AssemblyAI's Speech API empowers developers and businesses to transform speech data into actionable insights with exceptional accuracy and ease of use. This API leverages advanced machine learning models to transcribe audio and video recordings, extract valuable information, and unlock the potential of your speech content.

Authentication:

AssemblyAI utilizes API keys for authentication.

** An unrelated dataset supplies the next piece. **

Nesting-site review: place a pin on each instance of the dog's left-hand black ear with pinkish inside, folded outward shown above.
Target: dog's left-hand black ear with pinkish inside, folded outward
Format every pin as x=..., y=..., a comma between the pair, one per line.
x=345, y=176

You can obtain your free API key by creating an account on the AssemblyAI platform.

Here's a breakdown of some key AssemblyAI Speech API endpoints along with JavaScript example code snippets for each:

1. Speech-to-Text Transcription (Transcription)

  • About: This API endpoint transcribes audio and video recordings into high-fidelity text transcripts.
  • Type: POST
  • JavaScript Example:
const apiKey = 'YOUR_API_KEY';
const url = 'https://api.assemblyai.com/v2/uploads';

const data = new FormData();
data.append('audio_url', 'https://www.example.com/audio.mp3'); // Replace with your audio URL
data.append('transcription_type', 'automated'); // Choose transcription type (automated or human-reviewed)

const headers = {
    Authorization: `Bearer ${apiKey}`,
};

fetch(url, { method: 'POST', headers, body: data })
    .then((response) => response.json())
    .then((data) => {
        console.log('Upload ID:', data.id);
        // Use the upload ID to track the status and retrieve the completed transcript
    })
    .catch((error) => console.error(error));

2. Real-time Speech-to-Text (Streaming) (Paid Plans)

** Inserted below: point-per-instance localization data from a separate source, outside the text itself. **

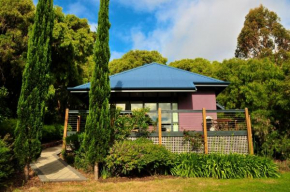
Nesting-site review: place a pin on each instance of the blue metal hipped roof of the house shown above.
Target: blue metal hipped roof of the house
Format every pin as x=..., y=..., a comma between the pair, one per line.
x=156, y=76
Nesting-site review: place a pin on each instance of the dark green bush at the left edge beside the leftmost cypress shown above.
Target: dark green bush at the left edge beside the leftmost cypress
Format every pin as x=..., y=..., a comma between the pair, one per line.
x=6, y=167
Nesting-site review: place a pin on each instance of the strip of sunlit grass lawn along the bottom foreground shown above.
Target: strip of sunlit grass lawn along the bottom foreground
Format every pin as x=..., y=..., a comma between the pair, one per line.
x=172, y=184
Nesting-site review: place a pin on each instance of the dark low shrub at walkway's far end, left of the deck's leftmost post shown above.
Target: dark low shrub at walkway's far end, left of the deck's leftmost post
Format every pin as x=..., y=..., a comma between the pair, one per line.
x=52, y=133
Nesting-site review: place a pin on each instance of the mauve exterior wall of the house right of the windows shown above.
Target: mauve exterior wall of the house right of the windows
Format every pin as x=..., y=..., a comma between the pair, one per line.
x=195, y=101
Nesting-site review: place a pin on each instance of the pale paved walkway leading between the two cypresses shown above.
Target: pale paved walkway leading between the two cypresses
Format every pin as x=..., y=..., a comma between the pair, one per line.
x=50, y=168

  • About: This endpoint allows for real-time transcription of live audio streams.
  • Type: WebSocket connection
  • Note: Real-time Speech-to-Text requires a paid subscription. Refer to AssemblyAI documentation for details on paid plans and functionalities.

3. Speaker Diarization (Paid Plans)

  • About: This endpoint identifies and differentiates between different speakers within a recording.
  • Type: POST
  • Note: Speaker Diarization requires a paid subscription. Refer to AssemblyAI documentation for details on paid plans and functionalities.

4. Custom Vocabularies (Paid Plans)

  • About: This feature allows you to train the model with your industry-specific terms for enhanced accuracy in specialized fields.
  • Type: Various (refer to documentation)
  • Note: Custom Vocabularies require a paid subscription. Refer to AssemblyAI documentation for details on paid plans and functionalities.

5. Sentiment Analysis (Beta)

  • About: This endpoint analyzes the emotional tone of speech within a recording. (Beta feature)
  • Type: POST
  • Note: Sentiment Analysis is currently in Beta. Refer to AssemblyAI documentation for details and availability.

AssemblyAI's Speech API offers a robust and versatile toolkit for handling your speech processing needs. Explore their comprehensive documentation for in-depth information on each endpoint, additional functionalities, and pricing options. With AssemblyAI, you can unlock the valuable insights hidden within your audio and video content.